What mentors, partnerships, or deals have been pivotal to your initial traction?
1) We hold an annual meeting. You still can’t beat face-to-face interaction—it builds relationships for a lifetime.
2) Legal counsel. So expensive but so worth it!
3) A long-term project working with a large technology company helping them launch a global nonprofit was a great initial project proved to us very early that the model works, and we can have the desired positive impact we seek.
In terms of business success, what are you most proud of since your launch?
I am most proud of the members. Watching them build relationships amongst themselves and with clients—watching them support one another’s work and go to bat for each other—reminds me every day that there are amazing people in this world. When you bring great people together, good things can happen. When you instill trust and faith, you receive it in return. They restore my faith in humanity.
Fast forward: What would be success be for Mag Collective in the next 2-3 years?
[We want to feel we’ve] had an impact and helped shift the needle in a positive direction in a few major areas: climate change, global injustices, health and wellness, and income inequality.
You mentioned that Dallas is something of a “blank slate” in terms of social impact potential. What impact do you think MAG could have on the Dallas region?
I was born and raised here. There are still a lot of stereotypes around Dallas: “Do you ride a horse to work”…“Oh, there are trees here!”…“Wow, it’s bigger than I thought”… on and on.
What people don’t know is that we are actually poised to be a center of impact. We have healthcare, technology, innovation, Fortune 500 companies, and more. But we need to focus on what truly matters—solving some of our world’s most pressing problems. It’s now proven that the solutions are more valuable than continuing to support the problem drivers.
MAG is helping change the narrative: The forward-thinking, the innovation, the social impact, and change can start here. It can come out of this region, not just both coasts.
What obstacles or hurdles did you have to overcome in starting your business?

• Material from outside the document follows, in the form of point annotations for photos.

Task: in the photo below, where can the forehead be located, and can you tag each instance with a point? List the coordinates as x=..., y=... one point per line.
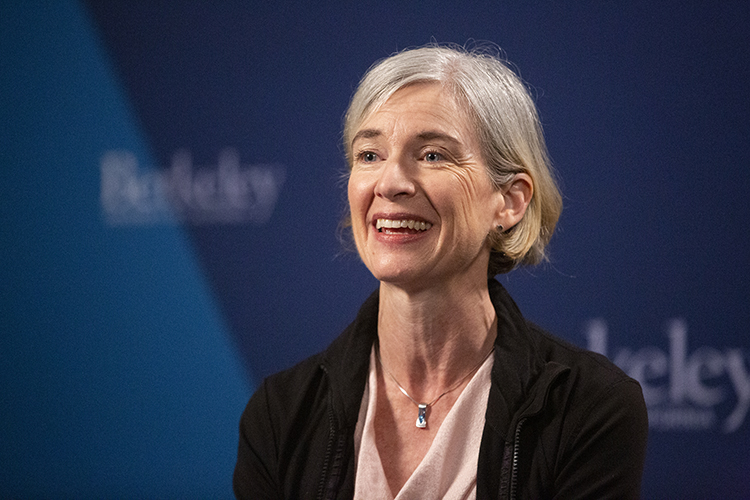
x=417, y=109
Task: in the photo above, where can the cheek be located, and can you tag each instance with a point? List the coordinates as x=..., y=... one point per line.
x=358, y=196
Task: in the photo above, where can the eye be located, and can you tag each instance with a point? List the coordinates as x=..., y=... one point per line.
x=433, y=156
x=367, y=156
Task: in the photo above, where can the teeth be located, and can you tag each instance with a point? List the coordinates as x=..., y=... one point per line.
x=411, y=224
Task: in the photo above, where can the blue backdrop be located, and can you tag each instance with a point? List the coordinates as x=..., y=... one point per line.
x=172, y=189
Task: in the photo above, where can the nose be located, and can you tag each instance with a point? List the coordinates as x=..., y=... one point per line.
x=396, y=180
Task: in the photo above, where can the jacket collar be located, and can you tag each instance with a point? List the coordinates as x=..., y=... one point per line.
x=520, y=375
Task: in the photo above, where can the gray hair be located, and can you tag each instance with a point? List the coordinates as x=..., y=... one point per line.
x=505, y=120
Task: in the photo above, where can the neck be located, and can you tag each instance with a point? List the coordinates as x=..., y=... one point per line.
x=429, y=339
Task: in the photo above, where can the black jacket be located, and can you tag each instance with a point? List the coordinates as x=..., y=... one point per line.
x=561, y=422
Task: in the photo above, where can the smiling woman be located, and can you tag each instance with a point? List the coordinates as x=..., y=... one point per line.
x=441, y=388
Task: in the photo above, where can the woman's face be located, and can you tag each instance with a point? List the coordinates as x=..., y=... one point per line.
x=417, y=163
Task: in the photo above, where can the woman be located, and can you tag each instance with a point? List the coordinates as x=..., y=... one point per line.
x=440, y=388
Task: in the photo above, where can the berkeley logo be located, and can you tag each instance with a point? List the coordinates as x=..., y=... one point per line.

There is a quote from Theodore Roosevelt that I think sums it up accurately: “It is not the critic who counts; not the man who points out how the strong man stumbles, or where the doer of deeds could have done them better. The credit belongs to the man who is actually in the arena, whose face is marred by dust and sweat and blood; who strives valiantly; who errs, who comes short again and again, because there is no effort without error and shortcoming; but who does actually strive to do the deeds; who knows great enthusiasms, the great devotions; who spends himself in a worthy cause; who at the best knows, in the end, the triumph of high achievement, and who at the worst, if he fails, at least fails while daring greatly, so that his place shall never be with those cold and timid souls who neither know victory nor defeat.”
It is easy to sit on the sidelines and judge. It’s much harder to get into the arena, take an idea, and make it work.

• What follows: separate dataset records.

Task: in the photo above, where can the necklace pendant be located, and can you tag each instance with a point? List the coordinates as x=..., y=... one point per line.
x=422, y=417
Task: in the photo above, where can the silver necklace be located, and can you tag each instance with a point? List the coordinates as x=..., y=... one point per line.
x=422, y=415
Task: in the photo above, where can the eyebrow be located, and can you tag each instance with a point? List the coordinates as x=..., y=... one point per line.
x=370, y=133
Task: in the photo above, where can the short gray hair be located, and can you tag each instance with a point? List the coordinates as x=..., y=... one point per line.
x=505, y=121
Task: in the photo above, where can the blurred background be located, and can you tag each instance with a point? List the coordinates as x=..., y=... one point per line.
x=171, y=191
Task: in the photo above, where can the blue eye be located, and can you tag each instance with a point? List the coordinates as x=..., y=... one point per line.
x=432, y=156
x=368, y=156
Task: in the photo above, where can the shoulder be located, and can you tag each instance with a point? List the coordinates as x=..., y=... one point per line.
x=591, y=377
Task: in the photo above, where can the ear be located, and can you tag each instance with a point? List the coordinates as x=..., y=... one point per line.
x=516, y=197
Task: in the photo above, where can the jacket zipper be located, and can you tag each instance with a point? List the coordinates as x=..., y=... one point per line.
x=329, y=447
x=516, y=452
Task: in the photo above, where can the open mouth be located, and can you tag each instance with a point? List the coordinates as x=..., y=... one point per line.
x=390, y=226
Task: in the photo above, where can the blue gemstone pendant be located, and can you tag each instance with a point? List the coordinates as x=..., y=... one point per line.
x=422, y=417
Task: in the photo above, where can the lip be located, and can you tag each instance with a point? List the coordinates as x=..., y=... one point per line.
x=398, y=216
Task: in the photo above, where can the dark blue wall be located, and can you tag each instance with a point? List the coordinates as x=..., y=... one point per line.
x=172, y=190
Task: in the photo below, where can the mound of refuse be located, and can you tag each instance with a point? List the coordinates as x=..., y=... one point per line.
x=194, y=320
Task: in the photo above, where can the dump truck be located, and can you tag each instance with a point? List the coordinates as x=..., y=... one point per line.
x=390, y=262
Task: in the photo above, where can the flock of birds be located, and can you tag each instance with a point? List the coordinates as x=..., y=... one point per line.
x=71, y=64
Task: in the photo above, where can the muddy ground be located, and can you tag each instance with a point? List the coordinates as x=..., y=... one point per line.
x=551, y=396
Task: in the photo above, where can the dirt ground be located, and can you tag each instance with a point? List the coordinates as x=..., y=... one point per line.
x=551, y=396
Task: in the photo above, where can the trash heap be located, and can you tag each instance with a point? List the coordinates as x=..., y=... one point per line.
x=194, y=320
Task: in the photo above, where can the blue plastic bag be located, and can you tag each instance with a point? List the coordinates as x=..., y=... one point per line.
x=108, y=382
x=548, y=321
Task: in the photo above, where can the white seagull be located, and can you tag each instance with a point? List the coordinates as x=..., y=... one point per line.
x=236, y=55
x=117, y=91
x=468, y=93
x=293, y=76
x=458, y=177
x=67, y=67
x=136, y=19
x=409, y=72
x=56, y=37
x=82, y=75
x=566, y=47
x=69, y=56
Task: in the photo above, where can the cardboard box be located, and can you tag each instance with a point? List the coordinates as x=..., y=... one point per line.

What do you wish people knew about MAG?
That MAG stands for my mom’s initials, Michele Ann Garson, who I lost to cancer in 2014. My mom and I were, are, extremely close. She instilled in me a strong belief in people, the importance of family and relationships, and dedication to helping clients—all of which are at the very core of what MAG does.
Who or what is inspiring you right now (and why)?
My one-and-a-half-year-old son, Howie. He will never get to meet his Grandma Michele, but I want him to feel her through what I stand for and the work we do. I want him to inherit a world that is habitable. I want him to know that elephants and tigers exist in the wild—not just in a zoo or in his coloring book. I want him to know that people can treat each other with respect, kindness, and compassion. I want him to know the divide our country’s current administration is deepening was a blip on the map—an accident, not who we as a country stand for. At the end of the day, I want him to know his dad tried his hardest to make the world a little bit better of a place for him.
The Q&A has been edited for brevity and clarity.